LE CORPS DE PHARAON NOYÉ :

LE CORPS DE PHARAON A-T-IL RÉELLEMENT DISPARU ?

Dans son œuvre Le Coran et la science moderne, le docteur Maurice Bucaille a dévoilé la coïncidence entre ce qui est mentionné dans le Coran à propos du sort du Pharaon à l'époque de Moïse après sa noyade dans les flots et la réalité de la conservation de son cadavre jusqu'à nos jours afin d'être un signe pour l'univers.
Docteur Maurice Bucaille affirme : "La version de la Torah à propos de l'Exode de l'Égypte du peuple juif en compagnie de Moïse certifie incontestablement l'hypothèse selon laquelle Mineptah, le successeur de Ramsès II était le Pharaon d'Égypte à l'époque de Moïse.
Aussi, les études médicales de la momie de Mineptah nous ont-elles permis d'avoir d'autres informations utiles quant aux causes probables du décès de ce pharaon. La Torah mentionne que le cadavre a été englouti dans la mer, sans dire plus de détails à propos de ce qu'il en est advenu plus tard.
Quant au coran, lui, il confirme au verset précédent, que le cadavre de ce maudit pharaon sera repêché des eaux. L'analyse médicale octroyée à cette momie a décelé que ce cadavre n'est pas resté longtemps à l'eau étant donné qu'aucune lésion totale due à la stagnation durable dans l'eau n'a été observée."

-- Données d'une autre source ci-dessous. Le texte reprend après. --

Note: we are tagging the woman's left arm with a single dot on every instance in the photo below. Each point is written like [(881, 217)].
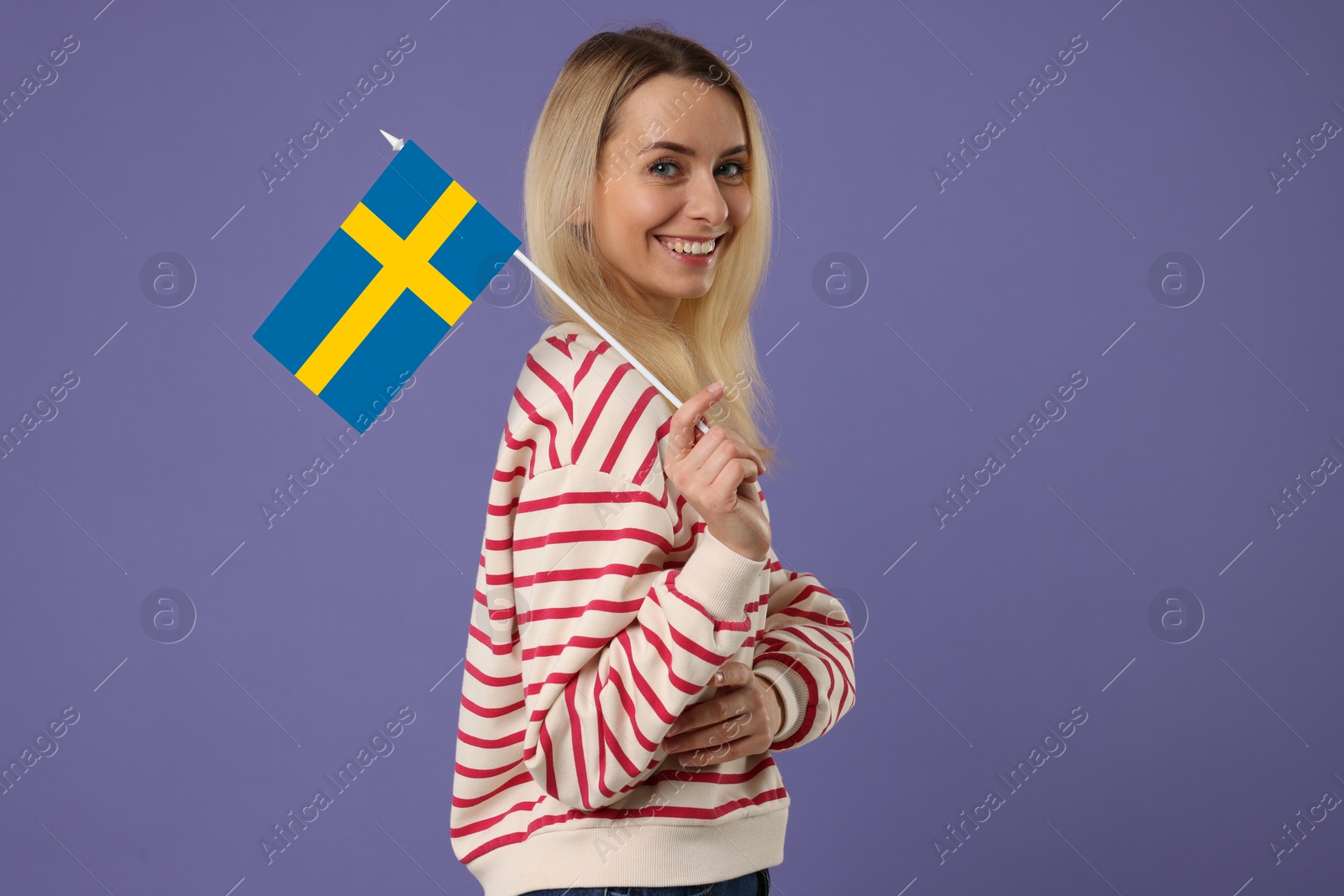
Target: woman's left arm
[(806, 651)]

Les résultats des enquêtes médicales sont venus appuyer l'hypothèse précédente.
En 1975, au Caire, une petite lame du tissu musculaire a été prélevée, grâce à l'aide précieuse que le docteur Michel Durigon a présentée.
L'observation microscopique minutieuse témoigne de l'état de conservation totale même aux infimes particules disséquées des muscles, laquelle conservation totale, ne pourrait être concevable si le corps eut resté dans l'eau pendant quelque temps, ou même s'il eut resté longtemps en dehors de l'eau avant de subir les premières opérations d'embaument. Nous avons fait mieux et nous sommes intéressés par la recherche des causes probables de la mort de Pharaon.

Les études médico légales de la momie ont eu lieu avec l'assistance de Pierre-Fernand Ceccaldi, directeur du laboratoire de l'identité juridique à Paris et le professeur Durigon.
Elles nous ont permis d'établir l'existence d'une cause de mort très rapide par plaie cranio-cérébrale ayant laissé une lacune de dimensions importantes au niveau de la voûte crânienne, conjointement avec d'autres lésions traumatiques.
Toutefois ces constatations s'avéraient compatibles avec les récits des Écritures mentionnant que le Pharaon mourut lors du retour du flot.

Le Dr. Bucaille montre en quoi cet aspect est inimitable en annonçant : A l'époque où le Coran fut révélé aux gens par le biais de Mohamed, les cadavres de tous les pharaons desquels les gens à l'époque moderne ont douté qu'ils étaient en rapport avec l'Exode (doutes justifiés ou non) sont tous inhumés dans les cimetières de la vallée des rois à Thèbes à l'autre rive du Nil, juste en face de l'actuelle ville de Louxor."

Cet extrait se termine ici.